InfoMail Juli 2014

Hinterland-Verkehre: Engpässe

Weltmeister! Jogi´s Jungs machen viele Menschen glücklich. Teamgeist, Torinstinkt, Tatendrang lassen den Traum von Rio wahr werden. Was im Fussball klappt, klappt nicht überall. Nach jahrelangem Renovierungsstau bringen viele Infrastrukturmass-nahmen Sand ins Getriebe des einstigen Export-Weltmeisters Deutschland.

Für LKW-Fahrer wird es zunehmend schwerer, die gesetzlichen Lenk- und Ruhezeiten rund um den Hafen Hamburg einzuhalten. Lange Wartezeiten auf Zufahrtsstrassen und an Terminals machen die Disposition zum Glücksspiel.

Die Initiative des Verbandes der Container-Trucker scheiterte kürzlich noch. Jetzt kündigen die LKW-Unternehmer individuelle Zuschläge für alle Transporte von und nach Hamburg an. Ab 01.08.14 sollen im Schnitt rund EUR 60 je Transport aufgeschlagen werden.

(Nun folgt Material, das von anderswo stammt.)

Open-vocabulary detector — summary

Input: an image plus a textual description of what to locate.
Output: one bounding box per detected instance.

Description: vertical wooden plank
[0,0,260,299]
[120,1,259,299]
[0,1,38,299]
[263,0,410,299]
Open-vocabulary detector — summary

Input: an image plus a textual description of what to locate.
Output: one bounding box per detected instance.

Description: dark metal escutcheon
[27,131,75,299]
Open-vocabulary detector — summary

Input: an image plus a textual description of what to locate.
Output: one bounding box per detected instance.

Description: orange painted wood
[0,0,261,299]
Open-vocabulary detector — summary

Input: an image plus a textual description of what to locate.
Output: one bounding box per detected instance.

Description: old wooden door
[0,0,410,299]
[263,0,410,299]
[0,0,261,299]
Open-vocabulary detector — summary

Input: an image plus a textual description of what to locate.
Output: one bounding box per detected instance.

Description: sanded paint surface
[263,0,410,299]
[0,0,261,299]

Insbesondere am HHLA-Terminal Burchardkai sind die Behinderungen spürbar. Das hat Folgen: fehlende freie Liegeplätze für Feederschiffsanläufe, erhöhte Durchlauf-zeiten und Rückstaus im LKW-Bereich, Verspätungen bei der Slotabfertigung auf der Schiene. Dadurch wächst der Füllungsgrad der Hinterland-Depots. Annahmesperren sind nicht auszuschliessen.

Seefracht: Maersk - MSC Agreement

Zu dritt scheiterten die grossen Containercarrier. Jetzt versuchen es Maersk und MSC ohne CMA CGM zu zweit. Mit dem Multi Trade Vessel SharingAgreement sollen kartellrechtliche Bedenken umschifft und Kapazitäten gebündelt werden.

Noch ist der gemeinsame Weg der beiden Grossreedereien nicht von den Behörden abgesegnet. Die Chancen scheinen diesmal besser. Der gemeinsame Marktanteil ist niedriger. Mit einem 10-Jahresvertrag wollen Maersk und MSC ihre Ost-West-Verkehre zwischen Asien und Europa sowie Transpazifik undTransatlantik gemeinsam mit rund 185 Schiffen auf 21 Strings unter dem Namen 2M planen.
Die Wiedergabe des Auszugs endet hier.